Another Week, Another New Prize. Is That a Good Thing?

When it comes to funding scientific discovery and technological invention, the typical model is for philanthropists and foundations is to support researchers at big universities and other institutions. But there's also a long tradition of organizations using big, public cash prizes to spur advances, and it goes back long before most modern philanthropy.

These days, prizes are more popular than ever among funders, and we've voiced our share of doubts about their proliferation. As Tate Williams recently wrote in Inside Philanthropy, prizes are good when they inject badly needed new energy into a field, open up philanthropy to newcomers, and don't leave runner-ups feeling like they've wasted a whole bunch of time. Prizes are problematic when they raise false hopes, lead to wasted efforts, and obscure the realities of scientific progress, which stems more from collaborative grunt work over years than mad rushes of genius. 

Related: The Perils of All These Prizes

The best-known of the current innovation prizes is XPRIZE, which offers multimillion-dollar payouts to teams competing in various areas including space travel, adult literacy, lunar exploration, and the safe sequestration of carbon dioxide. XPRIZEs have some of the problems mentioned above, leaving the door so wide open for contestants that wasting people's time is almost inevitable. But XPRIZE also excels at thinking in truly grand ways about some of the most pressing challenges of our time and competitions do set aside money for runners-up. 

All of which brings us to the new XPRIZE. Along with oil company partner Shell, the organization just announced the $7 million Shell Ocean Discovery XPRIZE. It's a three-year global challenge to advance technologies for unmanned ocean exploration. The National Oceanic and Atmospheric Administration (NOAA) is putting up $1 million of the total purse to the team that develops technology to identify a specified object in the ocean through biological and chemical signals.

We've written a lot about philanthropic efforts to better understand and protect the oceans, and there's a good reason so much money is coming to this area: The health of oceans is crucial to humanity's well being. 

Related:

“Our oceans cover two-thirds of our planet’s surface and are a crucial global source of food, energy, economic security, and even the air we breathe, yet 95 percent of the deep sea remains a mystery to us,” said Peter Diamandis, the founder and executive chairman of XPRIZE, in a press release. “In fact, we have better maps of the surface of Mars than we do of our own seafloor. The Shell Ocean Discovery XPRIZE will address a critical ocean challenge by accelerating innovation to further explore one of our greatest unexplored frontiers.”

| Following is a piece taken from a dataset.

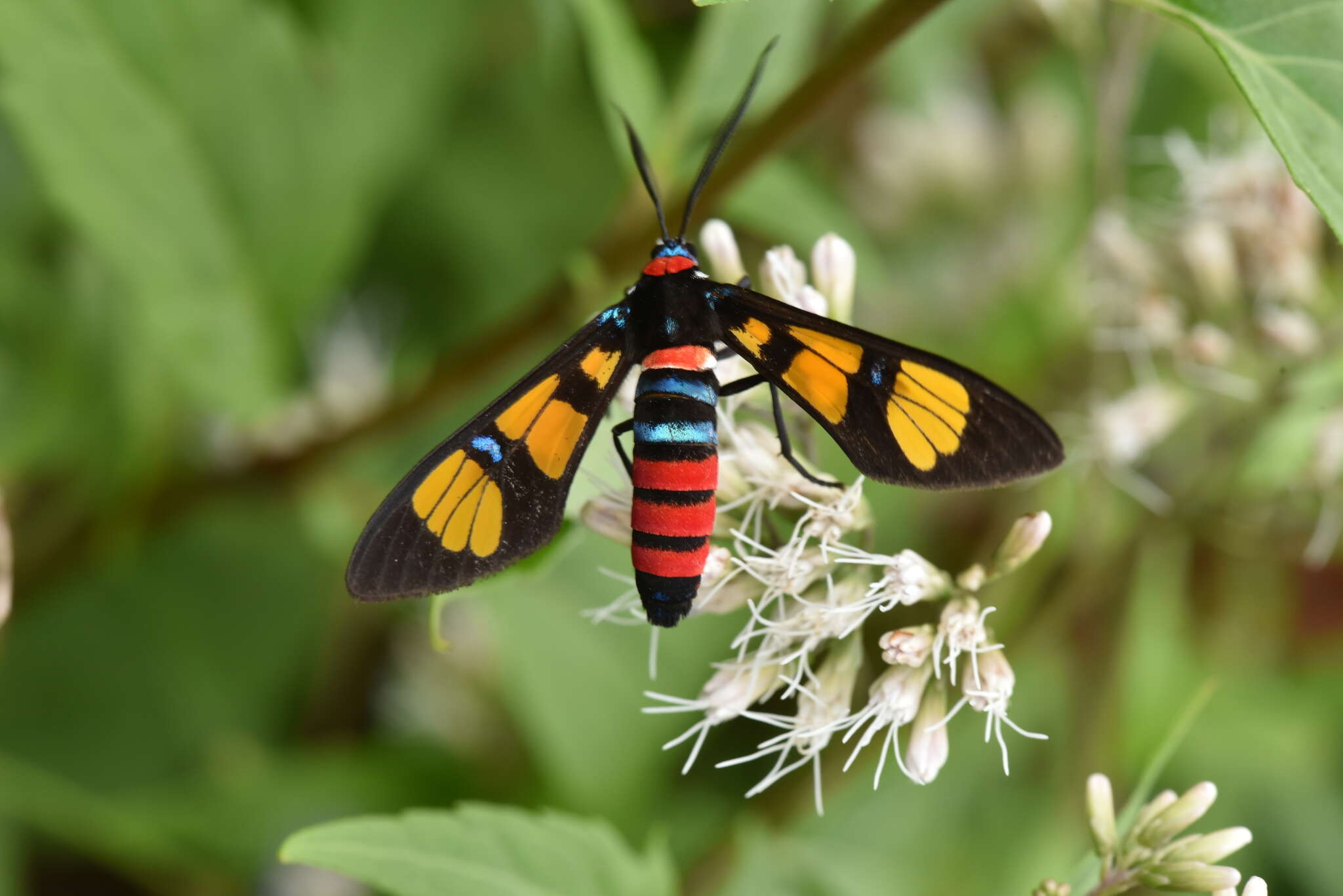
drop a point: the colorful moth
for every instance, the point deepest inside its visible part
(494, 491)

Shell has worked with XPRIZE before, including as a sponsor and judge in the $1.4 million Wendy Schmidt Oil Cleanup X Challenge, in 2011.

The new XPRIZE is definitely targeted at producing vital new knowledge. What's not so great is the potential for people to waste time here. The guidelines for this competition state, "XPRIZE believes that solutions can come from anyone, anywhere. Scientists, engineers, academics, entrepreneurs, and other innovators with new ideas from all over the world are invited to form a team and register to compete." This premise seems overly optimistic. Meanwhile, competing teams must shoulder all the costs of developing whatever new technology is needed. With $7 million dangling out there, our bet is there will be some pretty unrealistic entries. That's not the end of the world, and there is some money set aside for runners-up, as we said. But it is worth continuing to think about whether the prize model is the best way to fuel innovation. 

Interestingly, one of the older, historical science prizes was also ocean-related. The Longitude Prize, created in 1714 by the British Government, offered £20,000 (about $5 million in today's dollars) for a method to determine longitude for seagoing ships, which was necessary for accurate navigation. The prize led to two solutions, including development of a super-accurate marine clock. The Longitude Prize was recently relaunched as a contest to find a method to test bacterial infections and determine appropriate antibiotic treatment. (Owing to 300 years of prize inflation, however, they upped the purse to $£10 million, or $15 million.)

In 1906, at the dawn of modern aviation, reported the Financial Times, British newspaper proprietor Lord Northcliffe offered a £10,000 prize to the first aviators to cross the Atlantic Ocean. (Nope, not Lindbergh—John Alcock and Arthur Brown won the cash in 1919, after flying from Ireland to Newfoundland.)